A staff member at Inner Mongolia Rural Commercial Bank mentioned that the rate hike promotion for their special deposit products will end on February 28.

Following these rate hikes at banks, rates for one-year deposits are around 1.5%, 3-year deposits are around 1.95%, and 5-year deposits generally exceed 2.0%. These rates are relatively high compared to similar products in the market. Customers with substantial deposits starting from 200,000 yuan have become a key target for banks to compete for. However, most banks have focused the rate hikes on products with terms between 1 to 3 years, with fewer offerings for a 5-year term.

Recent deposit rate hikes have mainly focused on city commercial banks, rural commercial banks, village banks, while major state-owned and nationwide joint-stock banks have not participated.

Citing a report from “Hunan Daily” on February 8, a personal finance department head from a city commercial bank in East China analyzed that this is a phased strategy to attract customers. “Most customers of small and medium-sized banks have weak client bases, high reliance on deposits, and as the early year is a crucial period for bank loan disbursements, stable liability funds are needed.

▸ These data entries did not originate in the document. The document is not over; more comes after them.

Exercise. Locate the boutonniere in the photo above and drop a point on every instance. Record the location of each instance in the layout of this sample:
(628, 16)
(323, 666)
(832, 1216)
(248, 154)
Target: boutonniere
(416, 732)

Some banks are attracting customers by temporarily raising deposit rates.”

Researcher Lou Feipeng from China Postal Savings Bank analyzed for “Time Finance” that due to the high reliance on deposits and a large scale of regular deposits maturing in 2026, a certain rate advantage is needed to stabilize the deposit size. However, if small and medium-sized banks continue to raise rates, it will intensify net interest margin pressure.

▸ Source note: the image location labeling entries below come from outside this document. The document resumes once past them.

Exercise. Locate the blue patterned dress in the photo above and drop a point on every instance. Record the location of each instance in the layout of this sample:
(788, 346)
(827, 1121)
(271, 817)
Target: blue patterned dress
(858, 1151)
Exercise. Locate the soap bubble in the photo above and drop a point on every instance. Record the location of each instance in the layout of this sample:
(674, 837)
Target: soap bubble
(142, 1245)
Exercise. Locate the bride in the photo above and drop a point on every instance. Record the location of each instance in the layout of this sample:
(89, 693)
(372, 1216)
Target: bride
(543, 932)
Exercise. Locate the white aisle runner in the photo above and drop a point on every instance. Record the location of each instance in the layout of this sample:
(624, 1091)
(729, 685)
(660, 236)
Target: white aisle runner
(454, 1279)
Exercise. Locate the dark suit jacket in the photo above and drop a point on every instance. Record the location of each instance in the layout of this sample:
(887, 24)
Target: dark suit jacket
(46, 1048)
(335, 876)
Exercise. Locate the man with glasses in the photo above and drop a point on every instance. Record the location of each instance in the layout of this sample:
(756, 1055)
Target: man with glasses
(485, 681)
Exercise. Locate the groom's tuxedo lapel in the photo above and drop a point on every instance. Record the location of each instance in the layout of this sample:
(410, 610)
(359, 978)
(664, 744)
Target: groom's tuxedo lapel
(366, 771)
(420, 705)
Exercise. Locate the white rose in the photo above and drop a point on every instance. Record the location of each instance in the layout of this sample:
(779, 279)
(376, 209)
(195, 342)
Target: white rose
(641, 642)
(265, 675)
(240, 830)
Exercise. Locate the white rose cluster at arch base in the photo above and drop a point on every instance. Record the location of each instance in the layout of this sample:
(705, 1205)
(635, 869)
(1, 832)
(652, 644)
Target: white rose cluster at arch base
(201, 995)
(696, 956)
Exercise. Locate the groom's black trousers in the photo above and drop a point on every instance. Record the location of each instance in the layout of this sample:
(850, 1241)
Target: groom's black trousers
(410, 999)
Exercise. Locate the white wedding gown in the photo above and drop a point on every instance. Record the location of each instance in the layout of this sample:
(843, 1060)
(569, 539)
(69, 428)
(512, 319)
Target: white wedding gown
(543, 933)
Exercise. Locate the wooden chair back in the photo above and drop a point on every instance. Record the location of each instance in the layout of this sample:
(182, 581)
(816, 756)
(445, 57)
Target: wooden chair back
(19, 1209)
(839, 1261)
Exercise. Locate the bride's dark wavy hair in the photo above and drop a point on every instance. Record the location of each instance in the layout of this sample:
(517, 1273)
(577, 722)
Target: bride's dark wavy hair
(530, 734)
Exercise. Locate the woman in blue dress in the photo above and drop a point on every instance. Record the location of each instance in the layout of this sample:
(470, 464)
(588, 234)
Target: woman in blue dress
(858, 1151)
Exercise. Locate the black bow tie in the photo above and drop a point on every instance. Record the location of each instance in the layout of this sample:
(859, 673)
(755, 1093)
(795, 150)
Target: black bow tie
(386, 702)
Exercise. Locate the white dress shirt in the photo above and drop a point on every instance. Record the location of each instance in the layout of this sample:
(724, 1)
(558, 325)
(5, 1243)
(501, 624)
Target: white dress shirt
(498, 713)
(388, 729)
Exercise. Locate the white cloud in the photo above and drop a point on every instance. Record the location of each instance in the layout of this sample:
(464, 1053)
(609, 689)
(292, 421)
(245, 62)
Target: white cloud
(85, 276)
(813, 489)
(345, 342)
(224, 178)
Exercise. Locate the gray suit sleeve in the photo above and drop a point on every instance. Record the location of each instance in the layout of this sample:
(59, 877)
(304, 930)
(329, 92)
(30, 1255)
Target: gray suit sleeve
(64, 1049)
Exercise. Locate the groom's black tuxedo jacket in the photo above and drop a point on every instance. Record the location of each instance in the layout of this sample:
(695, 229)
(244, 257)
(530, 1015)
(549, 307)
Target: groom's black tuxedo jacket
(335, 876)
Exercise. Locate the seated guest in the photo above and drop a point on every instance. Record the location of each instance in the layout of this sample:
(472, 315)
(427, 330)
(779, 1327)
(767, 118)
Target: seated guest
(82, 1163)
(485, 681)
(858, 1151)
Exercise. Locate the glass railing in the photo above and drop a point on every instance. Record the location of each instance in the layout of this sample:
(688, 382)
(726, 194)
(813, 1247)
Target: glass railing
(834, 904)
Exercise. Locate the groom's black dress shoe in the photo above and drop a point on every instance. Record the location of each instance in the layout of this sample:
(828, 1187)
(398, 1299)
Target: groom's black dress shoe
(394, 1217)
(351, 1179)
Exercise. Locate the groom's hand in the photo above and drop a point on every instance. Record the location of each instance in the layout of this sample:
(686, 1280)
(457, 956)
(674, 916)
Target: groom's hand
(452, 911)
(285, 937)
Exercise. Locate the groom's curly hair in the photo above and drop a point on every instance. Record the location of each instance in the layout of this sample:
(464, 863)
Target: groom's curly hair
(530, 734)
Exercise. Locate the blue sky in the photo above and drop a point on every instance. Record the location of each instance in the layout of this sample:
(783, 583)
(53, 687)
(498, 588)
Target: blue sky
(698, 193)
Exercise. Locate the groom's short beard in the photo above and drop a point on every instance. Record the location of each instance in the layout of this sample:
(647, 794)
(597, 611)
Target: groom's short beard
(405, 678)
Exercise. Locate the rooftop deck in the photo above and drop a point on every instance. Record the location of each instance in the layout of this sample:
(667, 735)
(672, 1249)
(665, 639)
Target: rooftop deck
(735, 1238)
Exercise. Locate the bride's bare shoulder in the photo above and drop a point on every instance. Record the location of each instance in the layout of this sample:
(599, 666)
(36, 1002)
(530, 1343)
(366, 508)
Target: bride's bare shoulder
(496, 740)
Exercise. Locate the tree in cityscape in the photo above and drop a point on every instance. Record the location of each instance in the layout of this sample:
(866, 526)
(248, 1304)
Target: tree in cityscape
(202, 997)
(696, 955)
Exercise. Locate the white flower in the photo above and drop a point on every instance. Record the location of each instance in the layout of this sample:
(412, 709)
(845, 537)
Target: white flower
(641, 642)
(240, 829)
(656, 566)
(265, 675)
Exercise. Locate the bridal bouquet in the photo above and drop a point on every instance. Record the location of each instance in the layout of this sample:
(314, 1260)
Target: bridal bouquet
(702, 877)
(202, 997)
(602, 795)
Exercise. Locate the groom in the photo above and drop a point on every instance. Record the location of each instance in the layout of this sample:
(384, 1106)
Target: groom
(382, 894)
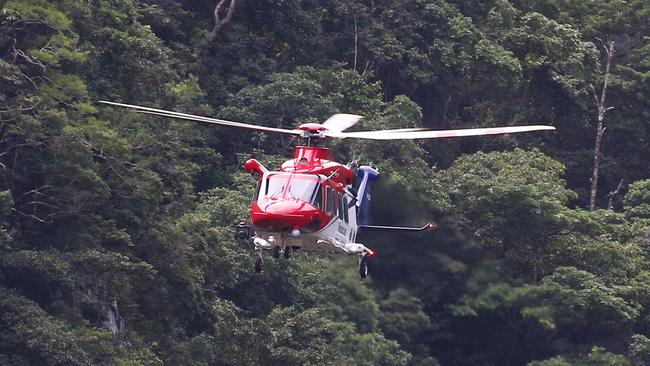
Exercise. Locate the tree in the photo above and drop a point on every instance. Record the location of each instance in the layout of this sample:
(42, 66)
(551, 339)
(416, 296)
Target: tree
(600, 128)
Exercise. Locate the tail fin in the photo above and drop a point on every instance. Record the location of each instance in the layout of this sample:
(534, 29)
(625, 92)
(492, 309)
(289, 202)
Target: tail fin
(367, 174)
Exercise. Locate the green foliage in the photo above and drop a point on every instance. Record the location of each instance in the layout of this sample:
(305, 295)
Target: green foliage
(116, 241)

Dong Ximiao, Chief Economist at Zhongjun Finance, also believes that currently, commercial bank net interest margins are still at historically low levels, with the vast majority of banks lacking the space and possibility to continuously increase debt costs.

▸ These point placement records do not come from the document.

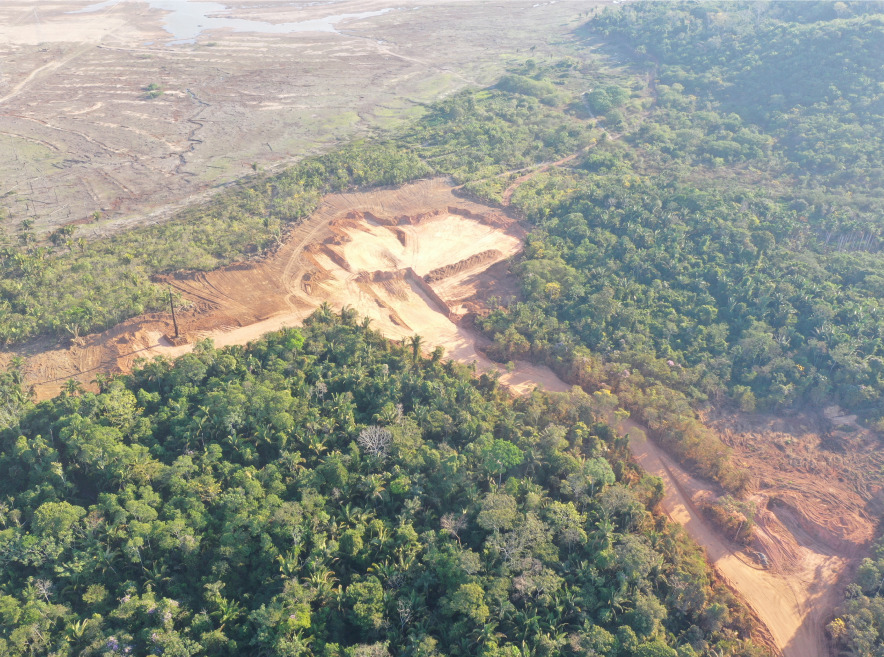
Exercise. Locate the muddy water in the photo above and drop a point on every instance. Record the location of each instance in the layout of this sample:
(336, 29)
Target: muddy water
(187, 20)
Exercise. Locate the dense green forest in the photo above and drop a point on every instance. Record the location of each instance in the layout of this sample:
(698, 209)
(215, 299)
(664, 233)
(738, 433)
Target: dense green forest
(859, 623)
(717, 240)
(327, 492)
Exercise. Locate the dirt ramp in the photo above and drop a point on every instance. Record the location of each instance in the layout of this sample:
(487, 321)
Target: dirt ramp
(483, 258)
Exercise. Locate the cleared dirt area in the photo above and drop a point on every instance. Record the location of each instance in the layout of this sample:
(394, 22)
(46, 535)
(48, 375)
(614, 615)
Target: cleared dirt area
(82, 134)
(794, 596)
(417, 260)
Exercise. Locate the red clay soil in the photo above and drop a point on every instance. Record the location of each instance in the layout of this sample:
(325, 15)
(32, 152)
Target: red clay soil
(416, 260)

The recent increase in deposit interest rates by many small and medium-sized banks in China is a counter-trend move. Since the beginning of last year, many Chinese banks have gradually lowered deposit interest rates, with rates on most banks’ fixed-term deposits falling below 2%. In November 2025, the five-year fixed-term deposit, once considered a savings cornerstone, was removed from the product lists of many banks, including the six major state-owned banks in China, and even the three-year term products began to disappear, leaving only one-year term large-denomination certificates of deposit.

American economist David Huang told Epoch Times that the removal of long-term high-interest deposits by banks is not a single operation but a sign that the “structural profit model is in trouble”. This signals that the Chinese banking system is being forced to take self-rescue measures.